Did you all survive Christmas? Cooking up a storm, then cleaning up a storm? You should have seen the bottom of my roaster from the pomegranate molasses glaze I tried to put on the ham. It honestly looked volcanic. I let it soak, then I scrubbed. Soaked some more, scrubbed some more. I did the baking soda and vinegar thing at least 3 times to try to lift off the hardened lava. There are still a few black flecks at the bottom but I think I did pretty well short of just throwing it in the garbage.
Ok so that was the one direction I was not planning on going in. Story of my life. Get it? I make myself laugh. Sometimes I’m the only one but that’s the fun of it. Clearly I need more sleep after going to bed past midnight and waking up at the crack of dawn to take my sister Boxing Day shopping (that was yesterday, I’ve gotten some more sleep now). Thanks bud, thanks.
Anyways what were we talking about? Christmas cooking, my burned pan, One Direction, ahh yes now for some post Christmas recipes. To be truthful, I made both of these dishes for Christmas dinner. But they are healthy. I compensate for the amount of dessert I know is coming by making sides that are actually good for you. I think ahead, I know.

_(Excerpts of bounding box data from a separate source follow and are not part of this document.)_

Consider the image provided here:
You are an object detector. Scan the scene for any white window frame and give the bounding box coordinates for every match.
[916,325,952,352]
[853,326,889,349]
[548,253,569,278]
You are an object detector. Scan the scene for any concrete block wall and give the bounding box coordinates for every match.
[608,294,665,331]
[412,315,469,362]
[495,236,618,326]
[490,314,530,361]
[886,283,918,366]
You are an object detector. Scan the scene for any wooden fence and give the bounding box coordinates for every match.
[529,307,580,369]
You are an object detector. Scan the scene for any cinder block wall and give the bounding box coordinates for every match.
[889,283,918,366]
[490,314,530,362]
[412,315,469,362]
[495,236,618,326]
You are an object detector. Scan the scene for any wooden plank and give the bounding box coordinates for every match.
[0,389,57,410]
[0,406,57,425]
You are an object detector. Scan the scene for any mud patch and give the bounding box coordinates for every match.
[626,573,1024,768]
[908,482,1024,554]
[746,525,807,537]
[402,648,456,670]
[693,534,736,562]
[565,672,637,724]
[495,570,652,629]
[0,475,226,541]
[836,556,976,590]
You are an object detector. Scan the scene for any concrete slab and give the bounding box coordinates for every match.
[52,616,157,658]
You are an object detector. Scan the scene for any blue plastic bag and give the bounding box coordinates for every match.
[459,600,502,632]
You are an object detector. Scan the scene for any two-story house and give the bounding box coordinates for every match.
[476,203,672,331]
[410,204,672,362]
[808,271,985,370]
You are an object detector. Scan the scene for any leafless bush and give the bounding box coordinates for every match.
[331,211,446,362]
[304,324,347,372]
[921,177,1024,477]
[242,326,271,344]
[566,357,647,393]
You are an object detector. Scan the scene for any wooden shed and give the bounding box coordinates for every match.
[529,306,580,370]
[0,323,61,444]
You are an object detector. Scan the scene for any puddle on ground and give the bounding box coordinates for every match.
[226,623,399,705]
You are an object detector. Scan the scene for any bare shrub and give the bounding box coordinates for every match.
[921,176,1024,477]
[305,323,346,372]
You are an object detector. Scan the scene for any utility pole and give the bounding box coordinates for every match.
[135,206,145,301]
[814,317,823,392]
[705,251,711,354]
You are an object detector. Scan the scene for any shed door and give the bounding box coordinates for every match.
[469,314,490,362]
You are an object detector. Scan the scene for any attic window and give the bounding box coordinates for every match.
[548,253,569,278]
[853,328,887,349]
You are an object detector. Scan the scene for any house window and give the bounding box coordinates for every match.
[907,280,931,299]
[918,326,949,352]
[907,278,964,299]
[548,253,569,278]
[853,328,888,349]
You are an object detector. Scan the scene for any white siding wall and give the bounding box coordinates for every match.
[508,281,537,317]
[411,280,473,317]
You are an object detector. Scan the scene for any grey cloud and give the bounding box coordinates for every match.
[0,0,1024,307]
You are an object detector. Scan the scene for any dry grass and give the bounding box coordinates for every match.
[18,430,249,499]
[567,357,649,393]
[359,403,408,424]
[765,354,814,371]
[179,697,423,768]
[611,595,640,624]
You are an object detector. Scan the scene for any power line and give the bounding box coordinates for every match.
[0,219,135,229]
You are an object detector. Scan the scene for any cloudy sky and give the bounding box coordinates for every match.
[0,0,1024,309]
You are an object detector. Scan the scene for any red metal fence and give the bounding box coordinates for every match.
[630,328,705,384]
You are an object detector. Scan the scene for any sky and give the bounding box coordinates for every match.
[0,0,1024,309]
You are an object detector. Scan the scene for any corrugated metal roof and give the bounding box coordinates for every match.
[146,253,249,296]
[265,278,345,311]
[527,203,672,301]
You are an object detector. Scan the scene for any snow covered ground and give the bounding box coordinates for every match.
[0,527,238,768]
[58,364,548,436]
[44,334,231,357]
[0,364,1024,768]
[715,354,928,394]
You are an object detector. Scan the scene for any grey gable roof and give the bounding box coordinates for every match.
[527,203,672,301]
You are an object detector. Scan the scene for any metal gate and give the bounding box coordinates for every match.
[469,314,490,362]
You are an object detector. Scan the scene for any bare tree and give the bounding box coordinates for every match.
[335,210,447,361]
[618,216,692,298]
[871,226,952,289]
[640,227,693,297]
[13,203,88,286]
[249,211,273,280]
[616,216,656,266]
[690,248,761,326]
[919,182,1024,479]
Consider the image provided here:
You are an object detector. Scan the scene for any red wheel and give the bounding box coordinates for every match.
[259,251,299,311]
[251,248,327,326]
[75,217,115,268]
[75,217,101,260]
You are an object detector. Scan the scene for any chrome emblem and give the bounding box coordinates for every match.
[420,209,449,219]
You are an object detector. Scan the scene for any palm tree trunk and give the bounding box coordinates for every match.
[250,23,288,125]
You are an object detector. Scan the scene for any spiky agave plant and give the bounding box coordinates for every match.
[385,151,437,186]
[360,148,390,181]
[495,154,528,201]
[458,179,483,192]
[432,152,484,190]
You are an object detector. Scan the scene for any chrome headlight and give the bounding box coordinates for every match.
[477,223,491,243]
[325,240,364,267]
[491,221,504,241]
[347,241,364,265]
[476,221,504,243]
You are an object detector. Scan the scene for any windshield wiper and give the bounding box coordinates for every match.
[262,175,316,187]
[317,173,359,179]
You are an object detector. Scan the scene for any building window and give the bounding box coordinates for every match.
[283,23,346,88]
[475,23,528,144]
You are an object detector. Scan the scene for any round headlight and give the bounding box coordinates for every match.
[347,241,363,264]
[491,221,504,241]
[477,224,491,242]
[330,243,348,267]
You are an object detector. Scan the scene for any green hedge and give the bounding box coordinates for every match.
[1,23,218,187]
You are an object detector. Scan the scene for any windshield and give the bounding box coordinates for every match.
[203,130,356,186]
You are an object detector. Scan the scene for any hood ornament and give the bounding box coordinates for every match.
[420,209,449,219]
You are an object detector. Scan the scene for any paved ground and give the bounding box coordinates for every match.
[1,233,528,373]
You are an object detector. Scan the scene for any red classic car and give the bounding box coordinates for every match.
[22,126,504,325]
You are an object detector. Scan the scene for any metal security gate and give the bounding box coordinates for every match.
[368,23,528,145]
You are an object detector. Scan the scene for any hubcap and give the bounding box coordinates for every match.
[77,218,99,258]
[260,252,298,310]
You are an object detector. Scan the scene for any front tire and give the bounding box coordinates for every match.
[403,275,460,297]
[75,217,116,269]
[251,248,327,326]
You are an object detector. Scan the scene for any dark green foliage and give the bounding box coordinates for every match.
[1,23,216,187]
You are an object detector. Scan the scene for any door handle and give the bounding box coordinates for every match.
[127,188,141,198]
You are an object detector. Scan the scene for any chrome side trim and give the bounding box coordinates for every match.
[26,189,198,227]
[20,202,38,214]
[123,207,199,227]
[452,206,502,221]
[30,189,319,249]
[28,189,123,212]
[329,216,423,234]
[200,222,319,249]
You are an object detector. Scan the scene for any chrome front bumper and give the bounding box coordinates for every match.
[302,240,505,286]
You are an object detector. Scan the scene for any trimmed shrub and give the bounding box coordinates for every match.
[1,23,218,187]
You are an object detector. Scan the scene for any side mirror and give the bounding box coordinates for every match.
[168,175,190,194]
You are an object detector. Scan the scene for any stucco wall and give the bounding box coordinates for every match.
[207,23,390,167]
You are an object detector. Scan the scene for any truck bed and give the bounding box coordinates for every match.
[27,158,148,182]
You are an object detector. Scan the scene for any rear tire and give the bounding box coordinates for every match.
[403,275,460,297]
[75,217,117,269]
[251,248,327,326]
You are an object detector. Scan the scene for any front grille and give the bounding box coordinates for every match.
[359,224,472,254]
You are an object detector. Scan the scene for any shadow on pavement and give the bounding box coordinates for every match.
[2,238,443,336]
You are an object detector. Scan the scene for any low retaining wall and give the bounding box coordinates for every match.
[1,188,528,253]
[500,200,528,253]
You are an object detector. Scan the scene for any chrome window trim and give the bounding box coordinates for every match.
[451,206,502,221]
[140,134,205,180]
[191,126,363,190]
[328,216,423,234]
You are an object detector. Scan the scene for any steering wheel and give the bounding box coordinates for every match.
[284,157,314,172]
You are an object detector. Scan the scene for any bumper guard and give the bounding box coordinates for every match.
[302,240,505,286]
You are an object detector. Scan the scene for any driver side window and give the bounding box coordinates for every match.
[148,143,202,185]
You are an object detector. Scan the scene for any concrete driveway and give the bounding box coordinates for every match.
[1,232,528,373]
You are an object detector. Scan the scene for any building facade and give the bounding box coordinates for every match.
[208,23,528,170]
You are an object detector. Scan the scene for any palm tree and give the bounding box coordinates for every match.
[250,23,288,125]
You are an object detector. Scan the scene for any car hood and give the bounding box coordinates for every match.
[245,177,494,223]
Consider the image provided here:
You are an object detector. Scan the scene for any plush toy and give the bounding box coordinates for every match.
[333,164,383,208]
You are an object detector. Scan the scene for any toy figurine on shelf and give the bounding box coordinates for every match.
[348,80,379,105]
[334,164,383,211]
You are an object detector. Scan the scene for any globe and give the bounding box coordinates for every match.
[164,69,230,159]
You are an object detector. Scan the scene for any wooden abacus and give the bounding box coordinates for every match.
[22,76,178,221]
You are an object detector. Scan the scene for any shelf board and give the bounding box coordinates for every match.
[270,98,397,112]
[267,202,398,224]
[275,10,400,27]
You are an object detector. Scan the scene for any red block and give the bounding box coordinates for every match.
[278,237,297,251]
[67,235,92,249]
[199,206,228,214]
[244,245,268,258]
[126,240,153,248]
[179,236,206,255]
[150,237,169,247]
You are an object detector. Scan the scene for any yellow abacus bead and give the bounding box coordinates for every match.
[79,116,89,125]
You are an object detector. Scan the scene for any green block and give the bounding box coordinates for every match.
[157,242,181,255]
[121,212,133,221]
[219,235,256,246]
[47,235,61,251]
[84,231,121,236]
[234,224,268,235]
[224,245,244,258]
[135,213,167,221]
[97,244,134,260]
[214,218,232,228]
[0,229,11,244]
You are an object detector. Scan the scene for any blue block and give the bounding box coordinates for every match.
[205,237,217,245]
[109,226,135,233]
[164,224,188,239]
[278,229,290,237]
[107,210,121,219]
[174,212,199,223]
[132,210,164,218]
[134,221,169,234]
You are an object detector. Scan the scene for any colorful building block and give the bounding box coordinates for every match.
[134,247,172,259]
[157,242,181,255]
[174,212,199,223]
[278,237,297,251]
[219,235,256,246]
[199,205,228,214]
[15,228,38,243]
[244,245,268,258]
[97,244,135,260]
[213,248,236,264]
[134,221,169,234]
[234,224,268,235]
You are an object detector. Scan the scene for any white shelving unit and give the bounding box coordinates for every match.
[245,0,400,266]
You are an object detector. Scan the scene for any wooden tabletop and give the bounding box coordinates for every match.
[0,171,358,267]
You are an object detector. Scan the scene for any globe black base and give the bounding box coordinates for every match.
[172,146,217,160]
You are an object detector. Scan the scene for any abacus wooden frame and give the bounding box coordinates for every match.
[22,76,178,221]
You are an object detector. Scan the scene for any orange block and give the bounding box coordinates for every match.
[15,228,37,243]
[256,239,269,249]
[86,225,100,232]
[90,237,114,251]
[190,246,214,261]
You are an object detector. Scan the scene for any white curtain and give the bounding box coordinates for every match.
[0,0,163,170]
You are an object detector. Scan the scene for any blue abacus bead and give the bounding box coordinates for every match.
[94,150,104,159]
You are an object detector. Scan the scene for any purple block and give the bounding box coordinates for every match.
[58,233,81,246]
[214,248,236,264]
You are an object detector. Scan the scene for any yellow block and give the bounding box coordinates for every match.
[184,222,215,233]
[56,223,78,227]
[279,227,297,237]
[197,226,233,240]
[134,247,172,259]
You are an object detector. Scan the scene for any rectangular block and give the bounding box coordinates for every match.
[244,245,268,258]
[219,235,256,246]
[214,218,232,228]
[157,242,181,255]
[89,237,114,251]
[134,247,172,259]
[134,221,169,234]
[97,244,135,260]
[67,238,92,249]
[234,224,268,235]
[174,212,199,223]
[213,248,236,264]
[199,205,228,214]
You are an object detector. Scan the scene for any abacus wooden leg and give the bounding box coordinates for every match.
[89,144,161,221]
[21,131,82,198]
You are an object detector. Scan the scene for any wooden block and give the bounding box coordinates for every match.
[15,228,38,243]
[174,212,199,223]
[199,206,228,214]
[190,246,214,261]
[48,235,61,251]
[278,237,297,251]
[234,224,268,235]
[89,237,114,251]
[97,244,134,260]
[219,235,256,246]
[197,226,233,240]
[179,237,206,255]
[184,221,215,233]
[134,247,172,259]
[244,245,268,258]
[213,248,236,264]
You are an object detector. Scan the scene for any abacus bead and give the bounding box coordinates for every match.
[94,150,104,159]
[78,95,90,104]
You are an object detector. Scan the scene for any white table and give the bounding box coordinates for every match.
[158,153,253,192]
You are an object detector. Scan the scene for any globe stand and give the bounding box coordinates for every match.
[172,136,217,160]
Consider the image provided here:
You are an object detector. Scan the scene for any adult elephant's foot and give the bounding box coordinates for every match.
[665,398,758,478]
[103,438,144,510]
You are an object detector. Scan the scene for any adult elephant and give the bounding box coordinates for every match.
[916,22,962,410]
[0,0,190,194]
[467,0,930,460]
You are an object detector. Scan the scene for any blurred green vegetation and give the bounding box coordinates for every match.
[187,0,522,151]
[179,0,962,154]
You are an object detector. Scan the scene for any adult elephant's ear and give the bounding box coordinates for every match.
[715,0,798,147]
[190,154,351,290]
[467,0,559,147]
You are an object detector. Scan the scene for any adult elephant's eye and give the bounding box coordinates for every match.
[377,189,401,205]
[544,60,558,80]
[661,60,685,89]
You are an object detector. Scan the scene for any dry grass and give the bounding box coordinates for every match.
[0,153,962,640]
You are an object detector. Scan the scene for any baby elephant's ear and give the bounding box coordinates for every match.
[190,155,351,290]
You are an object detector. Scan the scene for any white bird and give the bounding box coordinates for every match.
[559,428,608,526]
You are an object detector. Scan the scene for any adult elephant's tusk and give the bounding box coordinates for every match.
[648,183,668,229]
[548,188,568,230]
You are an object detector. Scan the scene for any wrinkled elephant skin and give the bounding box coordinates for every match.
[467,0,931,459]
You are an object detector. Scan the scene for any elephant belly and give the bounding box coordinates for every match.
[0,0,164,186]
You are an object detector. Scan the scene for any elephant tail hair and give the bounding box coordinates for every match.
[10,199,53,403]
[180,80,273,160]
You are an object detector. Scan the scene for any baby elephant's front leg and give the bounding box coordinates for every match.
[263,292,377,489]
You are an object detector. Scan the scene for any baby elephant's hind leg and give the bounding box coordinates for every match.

First we’ve got some maple marinated beets. Super simple, super quick. Other than the fact that beets take forever to cook but that time is almost entirely unattended so we’re good. In my family, we are all beet-aholics. We eat them raw, pickled, cooked, it really doesn’t matter when it comes to beets. I love to bring out their inherent sweetness by pairing them with honey or in this case, good old Canadian maple syrup. Like I said, simple, simple, simple.
Next up, cranberry vinaigrette. Why I cooked 2 full bags of cranberries to make sauce for this, I have no frickin’ idea. All I know now is that I have to find a way to use up about 15 hundred cups of cranberry sauce. Well probably only 3 cups but that’s virtually the same thing. My recipe for the vinaigrette really morphed into the entire salad recipe I made, although I never keep track of measurements so I have given you the rough estimates. It’s all about the techniques really. That being said, feel free to add whatever fruits/vegetables/garnishes your little heart desires. Actually the beets would be really good tossed in the vinaigrette too.
Did I mention my mom got us all an ice cream maker for Christmas? Oh by the way, I have also clearly developed ADHD. No but seriously, there will be ice cream coming. How soon, I don’t know. But it is in the works! And before we go back to eating more sugar, let’s indulge in some salads, shall we?
Maple Marinated Beets
Serves 6-8 as a side dish
5-7 medium to large beets
2 tbsp. dijon mustard
3 tbsp. maple syrup
1/4 cup balsamic vinegar
2 tbsp. extra virgin olive oil
salt and pepper, to taste
pumpkin seeds, to garnish
1. Start by roasting off your beets. Depending on how big they are, slice them in half or in quarters (leave the skin on). Wrap them in tin foil, put them on a sheet and stick them in the oven at 350-400F for at least an hour. They are done when you can easily insert a knife into them with little resistance. Allow them to cool slightly before peeling and cutting the beets into bite-sized chunks.
2. Make the vinaigrette by whisking together the mustard and maple syrup in the bottom of a large bowl. Whisk in the balsamic vinegar, followed by the oil. Season with salt and pepper to taste.
3. Toss the cooked beets in the vinaigrette, allowing them to marinate for at least an hour or two, but preferably overnight. Garnish with pumpkin seeds before serving chilled or at room temperature.
Makes about 3/4 cup
2 tbsp. grainy mustard
1 tbsp. dijon mustard
1 tbsp. honey (if your cranberry sauce is really sweet, feel free to omit this)
1/4 cup apple cider vinegar
2 tbsp. canola oil (or other neutral flavoured oil)
salt and pepper, to taste
1. Using an immersion blender (or normal blender/food processor), puree the cranberry sauce, grainy mustard, dijon mustard and honey.
2. Once it is relatively smooth, blend in the vinegar and then the oil. Season with salt and pepper to taste.
3. Because the dressing is thicker, I suggest serving it with a heartier green like romaine. Arugula or spring mix would be too delicate. I garnished the salad with pomegranate seeds, goat cheese (which I flavoured with some poppy seeds and good balsamic vinegar) and cashew brittle.
The brittle isn’t as much a recipe as it is a technique. All you have to do is caramelize about 1 cup of sugar (I start it with a splash of water to help the sugar dissolve), swirling occasionally to promote even browning. Once it is golden, add roughly 1 teaspoon of baking soda. Do this off the heat as it will foam up and make sure you stir so that it gets evenly incorporated. Then throw in a couple handfuls of cashews or whatever nuts you like. Pour it onto a parchment lined pan and garnish with finishing salt (I used a Hawaiian black lava salt). Let it cool before chopping. There you have it, a gorgeous winter salad.